Leetcode Concatenated Words problem solution

In this Leetcode  Concatenated Words problem solution Given an array of strings words (without duplicates), return all the concatenated words in the given list of words.

A concatenated word is defined as a string that is comprised entirely of at least two shorter words in the given array.

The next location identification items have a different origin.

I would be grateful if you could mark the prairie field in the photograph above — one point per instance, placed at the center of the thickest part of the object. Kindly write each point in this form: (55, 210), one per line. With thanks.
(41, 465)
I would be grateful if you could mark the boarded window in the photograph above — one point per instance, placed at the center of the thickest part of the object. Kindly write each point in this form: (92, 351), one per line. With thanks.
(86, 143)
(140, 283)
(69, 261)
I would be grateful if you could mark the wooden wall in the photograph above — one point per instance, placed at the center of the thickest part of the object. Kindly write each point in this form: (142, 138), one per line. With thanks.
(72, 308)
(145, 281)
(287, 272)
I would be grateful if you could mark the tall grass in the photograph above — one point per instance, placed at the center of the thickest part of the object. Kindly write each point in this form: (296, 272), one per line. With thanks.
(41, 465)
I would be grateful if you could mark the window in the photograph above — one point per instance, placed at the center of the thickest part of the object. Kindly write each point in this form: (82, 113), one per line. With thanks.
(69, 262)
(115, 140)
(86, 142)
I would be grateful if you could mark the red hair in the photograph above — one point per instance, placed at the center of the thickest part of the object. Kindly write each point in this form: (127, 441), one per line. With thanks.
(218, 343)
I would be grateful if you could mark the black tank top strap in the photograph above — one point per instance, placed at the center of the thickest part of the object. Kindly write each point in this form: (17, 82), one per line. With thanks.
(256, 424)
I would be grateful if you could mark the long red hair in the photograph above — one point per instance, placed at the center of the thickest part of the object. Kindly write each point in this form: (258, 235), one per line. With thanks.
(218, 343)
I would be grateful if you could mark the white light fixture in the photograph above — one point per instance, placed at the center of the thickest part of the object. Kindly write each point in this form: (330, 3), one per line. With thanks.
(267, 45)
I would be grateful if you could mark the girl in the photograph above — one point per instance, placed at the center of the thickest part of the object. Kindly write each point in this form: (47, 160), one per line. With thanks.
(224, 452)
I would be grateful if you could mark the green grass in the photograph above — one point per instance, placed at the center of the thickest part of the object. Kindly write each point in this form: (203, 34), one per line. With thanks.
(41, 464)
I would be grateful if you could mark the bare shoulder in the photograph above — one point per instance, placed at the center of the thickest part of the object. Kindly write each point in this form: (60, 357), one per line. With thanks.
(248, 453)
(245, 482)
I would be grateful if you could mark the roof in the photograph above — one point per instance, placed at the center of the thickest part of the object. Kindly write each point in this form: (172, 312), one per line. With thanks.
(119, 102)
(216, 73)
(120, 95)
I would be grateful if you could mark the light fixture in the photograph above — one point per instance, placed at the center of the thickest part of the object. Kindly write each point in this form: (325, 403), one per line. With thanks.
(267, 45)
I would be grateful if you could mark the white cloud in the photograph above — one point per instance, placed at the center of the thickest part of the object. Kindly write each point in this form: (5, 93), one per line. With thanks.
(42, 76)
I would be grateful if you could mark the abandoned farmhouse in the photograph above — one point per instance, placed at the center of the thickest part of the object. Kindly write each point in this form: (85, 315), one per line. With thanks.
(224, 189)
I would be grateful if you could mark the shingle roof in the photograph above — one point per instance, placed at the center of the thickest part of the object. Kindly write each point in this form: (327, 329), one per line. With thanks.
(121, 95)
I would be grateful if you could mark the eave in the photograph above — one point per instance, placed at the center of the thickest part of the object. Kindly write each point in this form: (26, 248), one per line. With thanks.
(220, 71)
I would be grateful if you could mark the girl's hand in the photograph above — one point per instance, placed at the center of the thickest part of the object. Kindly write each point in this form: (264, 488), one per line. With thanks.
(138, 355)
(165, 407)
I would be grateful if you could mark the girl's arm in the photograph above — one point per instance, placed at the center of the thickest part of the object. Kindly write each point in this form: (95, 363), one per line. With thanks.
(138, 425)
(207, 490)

Leetcode  Concatenated Words problem solution

Problem solution in Python.

class Solution:
    def findAllConcatenatedWordsInADict(self, words: List[str]) -> List[str]:
        self.dic = set(words)
        return [word for word in words if self.DFS(word, {})]
    
    def DFS(self, word, memo) -> bool:
        if word in memo: return memo[word]
        
        memo[word] = False
        for i in range(1, len(word)):
            prefix = word[:i]
            suffix = word[i:]
            
            if prefix in self.dic and suffix in self.dic: 
                memo[word] = True
                break
            if prefix in self.dic and self.DFS(suffix, memo):
                memo[word] = True
                break
        return memo[word]

Problem solution in Java.

class Solution {
    public List<String> findAllConcatenatedWordsInADict(String[] words) {
        Arrays.sort (words, new Comparator<String>(){
            @Override
            public int compare(String s1, String s2){
                return s1.length() - s2.length();
            }
        });
        List<String> finAns = new ArrayList<>();
        Set<String> preWords = new HashSet<>();
        for (int i = 0; i < words.length; i++) {
            if (present (words[i], preWords))
                finAns.add (words[i]);
            preWords.add(words[i]);
        }
        return finAns;
    }
    
    public boolean present (String word, Set<String> preWords) {
        if (preWords.isEmpty()) return false;
        boolean[] dp = new boolean[word.length()+1];
        dp[0] = true;
        for (int i = 1; i <= word.length(); i++) {
            for (int j = 0; j < i; j++) {
                if (!dp[j]) continue;
                if (preWords.contains(word.substring(j, i))) {
                    dp[i] = true;
                    break;
                }
            }
        }
        return dp[word.length()];
    }
}

Problem solution in C++.

struct trie{
    trie* ptr[26];
    bool isword;
    trie(){
        for(int i=0;i<26;i++)ptr[i] = NULL;
        isword = false;
    }
};

typedef trie* tptr;
void insert(tptr t,string s){
    for(int i=0;i<s.length();i++){
        if(!t->ptr[s[i]-'a'])t->ptr[s[i]-'a'] = new trie();
        t = t->ptr[s[i]-'a'];
    }
    t->isword = true;
}
bool morethan2(tptr root,string s,int i=0,int cnt=1){
    tptr t = root;
    for(int j=i;j<s.length();j++){
        if(!t->ptr[s[j]-'a'])return false;
        t = t->ptr[s[j]-'a'];
        if(t->isword && morethan2(root,s,j+1,cnt+1))return true;
    }
    return (t->isword && cnt>1);
}

class Solution {
public:
    vector<string> findAllConcatenatedWordsInADict(vector<string>& words) {
        tptr t = new trie();
        int n = words.size();
        for(string s : words)if(!s.empty())insert(t,s);
        vector<string>ans;
        for(string s : words){
            if(morethan2(t,s))ans.emplace_back(s);
        }
        
        return ans;
    }
};